This article was originally published by The Greenville News on May 31, 2018.
Racial tensions, deep divisions between political parties, and a populist president who takes pride in his outsider cred — that sounds a lot like the political climate of 2018.
And a musical that casts unexpected actors as America’s Founding Fathers, performing tunes of the 21st century — that sounds a lot like “Hamilton.”
But the new show at Warehouse Theatre is neither set in current times nor inspired by Lin-Manuel Miranda’s blockbuster Broadway hit.
“Bloody Bloody Andrew Jackson,” which opens June 8, resonates in surprising ways in the America of 2018, even though it was written more than a decade ago and takes place in the 19th century.

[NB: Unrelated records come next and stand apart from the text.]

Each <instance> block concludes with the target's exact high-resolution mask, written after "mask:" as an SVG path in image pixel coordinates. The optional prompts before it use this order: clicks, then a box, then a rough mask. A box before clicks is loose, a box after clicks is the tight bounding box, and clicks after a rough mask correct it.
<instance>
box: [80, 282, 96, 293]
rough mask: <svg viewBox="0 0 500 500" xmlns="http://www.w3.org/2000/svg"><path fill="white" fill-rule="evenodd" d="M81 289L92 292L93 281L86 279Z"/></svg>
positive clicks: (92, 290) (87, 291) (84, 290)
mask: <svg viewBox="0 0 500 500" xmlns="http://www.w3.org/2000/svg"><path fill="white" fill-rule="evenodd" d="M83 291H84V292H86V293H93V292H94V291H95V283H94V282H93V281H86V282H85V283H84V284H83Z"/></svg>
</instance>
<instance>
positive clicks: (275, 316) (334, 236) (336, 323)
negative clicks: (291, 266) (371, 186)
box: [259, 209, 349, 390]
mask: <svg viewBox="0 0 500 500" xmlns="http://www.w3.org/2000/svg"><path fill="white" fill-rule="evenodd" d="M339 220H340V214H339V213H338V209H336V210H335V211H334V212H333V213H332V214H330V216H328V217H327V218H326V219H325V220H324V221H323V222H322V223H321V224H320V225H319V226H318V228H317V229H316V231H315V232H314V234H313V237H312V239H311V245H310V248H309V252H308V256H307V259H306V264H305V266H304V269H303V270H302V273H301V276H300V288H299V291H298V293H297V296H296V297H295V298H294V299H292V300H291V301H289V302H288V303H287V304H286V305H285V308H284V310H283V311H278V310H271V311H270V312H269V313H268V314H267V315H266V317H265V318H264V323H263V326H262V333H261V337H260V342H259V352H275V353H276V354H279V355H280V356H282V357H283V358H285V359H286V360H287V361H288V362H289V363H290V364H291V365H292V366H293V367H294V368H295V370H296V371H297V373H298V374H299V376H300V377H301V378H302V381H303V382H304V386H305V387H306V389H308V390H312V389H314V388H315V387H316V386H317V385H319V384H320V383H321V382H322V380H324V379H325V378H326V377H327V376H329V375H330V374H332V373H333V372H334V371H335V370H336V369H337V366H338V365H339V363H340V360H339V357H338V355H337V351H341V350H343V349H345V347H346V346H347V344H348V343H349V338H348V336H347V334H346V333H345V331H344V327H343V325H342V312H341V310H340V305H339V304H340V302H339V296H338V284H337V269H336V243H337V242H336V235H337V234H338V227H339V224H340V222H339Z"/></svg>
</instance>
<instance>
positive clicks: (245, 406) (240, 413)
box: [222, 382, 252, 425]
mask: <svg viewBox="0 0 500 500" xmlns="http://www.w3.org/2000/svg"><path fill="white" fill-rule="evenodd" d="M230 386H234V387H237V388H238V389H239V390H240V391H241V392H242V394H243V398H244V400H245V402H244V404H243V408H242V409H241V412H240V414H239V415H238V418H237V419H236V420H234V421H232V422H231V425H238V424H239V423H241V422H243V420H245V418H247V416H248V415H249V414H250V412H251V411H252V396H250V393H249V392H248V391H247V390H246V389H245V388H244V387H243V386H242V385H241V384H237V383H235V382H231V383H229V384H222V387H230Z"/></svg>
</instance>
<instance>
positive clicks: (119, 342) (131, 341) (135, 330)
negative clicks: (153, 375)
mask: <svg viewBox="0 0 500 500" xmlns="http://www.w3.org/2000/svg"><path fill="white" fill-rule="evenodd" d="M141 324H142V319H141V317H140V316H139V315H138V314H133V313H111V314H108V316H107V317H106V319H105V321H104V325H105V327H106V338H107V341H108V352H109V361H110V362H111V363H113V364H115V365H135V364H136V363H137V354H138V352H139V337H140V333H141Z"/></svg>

For starters, South Carolina native and vice president John Calhoun is played by Bretteney Beverly, who happens to be an African-American woman, and Crystal Stewart, also an African-American woman, takes on the role of Andrew Jackson’s wife Rachel.
In fact, just about the only person playing a character that shares their gender and ethnicity is Benjamin Taylor Davis, who plays Andrew Jackson as a petulant, emo-style teen rock star who enjoys the 19th-century practice of bloodletting.
Director Andrew Scoville, who was assistant director for the play’s Broadway run, wanted a cast that reflects America as a whole, which meant selecting the actors who best embodied the characters, whether or not the performers’ race or gender matched up with those of the characters.
“The decision to do it this way was just all about giving Americans ownership over an American story,” Scoville said before a rehearsal. “And I don’t consider America to be white, and so it was important to me that our cast not be all white. But beyond that, I didn’t have any particular breakdown in terms of look for any particular part. We just put together actors who had a sense of joy and comedic timing, and we placed them where we thought it would be most interesting in relation to the other actors we have as well.”